Late Monday, Trump in a memo called on his staff to find a way to impose fees on asylum seekers and to ensure most asylum applications are completed in 180 days. He also called for ways to ensure people who enter illegally are barred from being able to work.

The Trump administration is facing a massive crisis at the U.S.-Mexico border, as tens of thousands of migrants arrive each month. U.S. border officials said more than 100,000 people arrived in March and that the numbers are on track to reach one million by the end of the budget year in September.

Whereas migrants used to be single men looking for work, U.S. officials have reported seeing an unprecedented number of families looking to claim asylum.
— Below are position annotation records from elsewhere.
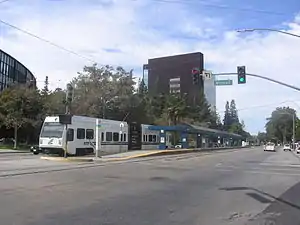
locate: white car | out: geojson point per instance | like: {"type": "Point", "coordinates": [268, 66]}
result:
{"type": "Point", "coordinates": [287, 147]}
{"type": "Point", "coordinates": [269, 147]}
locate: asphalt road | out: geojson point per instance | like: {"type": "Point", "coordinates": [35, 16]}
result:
{"type": "Point", "coordinates": [234, 187]}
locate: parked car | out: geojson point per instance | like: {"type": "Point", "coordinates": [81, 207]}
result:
{"type": "Point", "coordinates": [287, 147]}
{"type": "Point", "coordinates": [35, 150]}
{"type": "Point", "coordinates": [269, 147]}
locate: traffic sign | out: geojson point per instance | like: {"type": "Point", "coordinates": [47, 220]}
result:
{"type": "Point", "coordinates": [207, 75]}
{"type": "Point", "coordinates": [195, 70]}
{"type": "Point", "coordinates": [223, 82]}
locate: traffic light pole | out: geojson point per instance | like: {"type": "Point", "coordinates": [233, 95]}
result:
{"type": "Point", "coordinates": [261, 77]}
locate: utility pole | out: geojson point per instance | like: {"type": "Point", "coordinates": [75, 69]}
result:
{"type": "Point", "coordinates": [69, 99]}
{"type": "Point", "coordinates": [294, 131]}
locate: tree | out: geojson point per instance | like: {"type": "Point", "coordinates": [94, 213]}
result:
{"type": "Point", "coordinates": [20, 107]}
{"type": "Point", "coordinates": [280, 125]}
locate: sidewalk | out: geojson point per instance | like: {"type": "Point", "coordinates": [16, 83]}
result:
{"type": "Point", "coordinates": [121, 156]}
{"type": "Point", "coordinates": [134, 154]}
{"type": "Point", "coordinates": [9, 151]}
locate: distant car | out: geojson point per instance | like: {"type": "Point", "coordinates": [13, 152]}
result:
{"type": "Point", "coordinates": [287, 147]}
{"type": "Point", "coordinates": [35, 150]}
{"type": "Point", "coordinates": [269, 147]}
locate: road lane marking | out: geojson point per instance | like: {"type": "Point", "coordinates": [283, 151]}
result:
{"type": "Point", "coordinates": [259, 172]}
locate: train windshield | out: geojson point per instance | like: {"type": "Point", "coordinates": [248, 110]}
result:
{"type": "Point", "coordinates": [52, 130]}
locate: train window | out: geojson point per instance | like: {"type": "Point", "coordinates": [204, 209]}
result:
{"type": "Point", "coordinates": [108, 136]}
{"type": "Point", "coordinates": [80, 133]}
{"type": "Point", "coordinates": [115, 136]}
{"type": "Point", "coordinates": [70, 135]}
{"type": "Point", "coordinates": [89, 134]}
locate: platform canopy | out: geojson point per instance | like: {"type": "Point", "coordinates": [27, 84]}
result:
{"type": "Point", "coordinates": [193, 129]}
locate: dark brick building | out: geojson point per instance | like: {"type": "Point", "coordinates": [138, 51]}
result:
{"type": "Point", "coordinates": [12, 71]}
{"type": "Point", "coordinates": [159, 71]}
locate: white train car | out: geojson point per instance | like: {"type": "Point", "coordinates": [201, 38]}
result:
{"type": "Point", "coordinates": [81, 136]}
{"type": "Point", "coordinates": [150, 138]}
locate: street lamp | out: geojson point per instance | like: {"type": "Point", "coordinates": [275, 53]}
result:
{"type": "Point", "coordinates": [294, 127]}
{"type": "Point", "coordinates": [268, 29]}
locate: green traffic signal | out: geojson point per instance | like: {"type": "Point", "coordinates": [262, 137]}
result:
{"type": "Point", "coordinates": [241, 71]}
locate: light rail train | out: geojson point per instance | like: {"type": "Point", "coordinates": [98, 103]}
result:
{"type": "Point", "coordinates": [115, 136]}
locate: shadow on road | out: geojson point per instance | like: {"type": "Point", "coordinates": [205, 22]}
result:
{"type": "Point", "coordinates": [283, 210]}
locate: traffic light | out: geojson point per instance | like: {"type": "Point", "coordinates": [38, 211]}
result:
{"type": "Point", "coordinates": [70, 90]}
{"type": "Point", "coordinates": [196, 75]}
{"type": "Point", "coordinates": [241, 71]}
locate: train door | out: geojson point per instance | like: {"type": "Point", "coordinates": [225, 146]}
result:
{"type": "Point", "coordinates": [135, 136]}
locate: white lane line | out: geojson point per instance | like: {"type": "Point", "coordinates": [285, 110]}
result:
{"type": "Point", "coordinates": [260, 172]}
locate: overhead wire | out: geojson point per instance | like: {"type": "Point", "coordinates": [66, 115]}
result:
{"type": "Point", "coordinates": [47, 41]}
{"type": "Point", "coordinates": [226, 7]}
{"type": "Point", "coordinates": [4, 1]}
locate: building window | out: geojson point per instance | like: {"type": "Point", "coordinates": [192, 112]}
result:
{"type": "Point", "coordinates": [89, 134]}
{"type": "Point", "coordinates": [80, 133]}
{"type": "Point", "coordinates": [116, 136]}
{"type": "Point", "coordinates": [70, 135]}
{"type": "Point", "coordinates": [108, 136]}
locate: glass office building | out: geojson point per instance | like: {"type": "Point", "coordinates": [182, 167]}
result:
{"type": "Point", "coordinates": [12, 72]}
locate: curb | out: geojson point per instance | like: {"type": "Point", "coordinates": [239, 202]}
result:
{"type": "Point", "coordinates": [61, 159]}
{"type": "Point", "coordinates": [14, 152]}
{"type": "Point", "coordinates": [144, 155]}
According to the advisory panel, one reason for the spike in family migration are federal court rulings that children — whether they are accompanied by their parents or not — cannot be detained past 20 days.

And because asylum claims can take several years to work their way through the courts, the families must be released into the United States to wait for their case to be resolved by an overwhelmed immigration court.

The advisory panel said this encourages more families to come — even those without legitimate asylum claims.

“A consequence of this broken system, driven by grossly inadequate detention space for family units and a shortage of transportation resources, is a massive increase in illegal crossings of our borders, almost entirely driven by the increase in (family unit) migration from Central America,” the advisory panel stated.

While the panel recommends that Congress step in, those suggestions are considered unlikely with Democrats in control of the House. Democrats said Trump’s rhetoric has only served to inflame anti-immigrant sentiment inside the U.S.

The panel suggests that in the absence of congressional action, DHS should “act promptly” by invoking emergency regulation to roll back court-mandated limits on children detained with their parents. That approach, however, would almost certainly be challenged in court, possibly requiring the Supreme Court to eventually weigh in.

The panel also recommends that border authorities be allowed to take photographs and biometrics, or body measurements, of children “to stem the recycling of children at the border and to rapidly determine the legitimacy of parentage claims.”

Another recommendation calls for an agreement between the U.S. and Mexico that could pave the way for future expansions of the Trump administration’s “Remain in Mexico” initiatives.

Jayson Ahern, a former acting commissioner of Customs and Border Protection and co-author of the report, called this proposal a “long shot,” but he said he thinks would help the situation.

The administration’s current plan to force certain asylum seekers back into Mexico while they wait to see a judge was temporarily blocked in court and faced resistance from the Mexican government. But the new policy’s incremental roll-out has continued.

Ahern told ABC News the Mexican government should do more to help curb migrant travel through their country.

“Certainly,” Ahern said, “you’re going to want to have Mexico be a willing partner.”